Apparently a famous Amercian man...I don`t want to say who... but he very powerful would no t let his urine leave his room??? I know.
And there are some chn who smear their poo all over their rooms to mark it too.
Not many pscyologists know about the problem and can talk in depth about it.
Shaming or bribing wil not fix it.
â« Shawnn âªâ«â« - posted on 06/18/2012
Well, you've lectured, you've cried, but through it all, you continue to clean up after her, so why should she?
Instead of begging, instead of pleading, set some consequences for the girl! If she refuses to clean up after herself, she can darn well give up privileges. It's time to get tough with your kid!
Of course a child that has never been made to clean up their messes (hygienic or otherwise) doesn't think that they need to do anything! You picked the wrong battle to give in on when you gave in on her cleaning up after herself. Last I checked, MOM does not equal MAID.
Alternatively, you can let her leave her room/personal situation as a landfill, and when the dog/cat EATS all of her unders, and starts peeing/pooping in her room, and she complains, you can say "you are the one who wanted it that way". Either way, GROSS. Step up to the disciplinary plate, mom, and put your foot down.
Janmarie - posted on 06/18/2012
I have been fighting this and fighting this...she does not even roll them up or wrap them up in toilet paper...I have sat down and talked to her about the hygiene aspect..I have screamed...I have taken privileges away...I literally took a new good pad and showed her how to wrap and dispose...I have had her see a counselor...I have gotten sooo desperate after this much time...the last time I used shame and threats. I hate using guilt or shame...but I also threatened her that the next time I cycled (which she would never know since I never leave anything out) that I would throw my used ones in her room and you know I would swear to my higher power that she was not even remotely phased by that idea.
It makes her room smell like vomit. I have asked close friends and family and her doctor and none of them have ever heard of a young girl doing this. She stuffs them between the wall and her bed...in her dresser drawers...behind the bookcase you name it. I finally took away her bed, dresser, desk and shelves...she only has a mattress on the floor.
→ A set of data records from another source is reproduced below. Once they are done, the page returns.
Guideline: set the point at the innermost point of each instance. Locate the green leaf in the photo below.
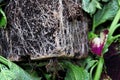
(6, 74)
(90, 6)
(107, 13)
(75, 72)
(16, 72)
(3, 19)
I don't know what else to get through to her that it is nasty, disgusting habit that is unsanitary and just plain nasty.
Louise - posted on 06/18/2012
Sit her down and tell her straight that she is going to be dealing with this for the next 40-50 years so she better snap out of it and get on with cleaning up. I can not understand why you have left this 4 years!
I would not pick up after her any more, if she wants to be disgusting then let her live in her own filth. I am sure if she invited her mates around they would not be to pleased about sitting in her room surrounded in filth. If she is leaving them in the bathroom, move them to her room. I have never heard of a girl doing this before, most are only to pleased to get rid of them as discretely as possible, and are embarrassed.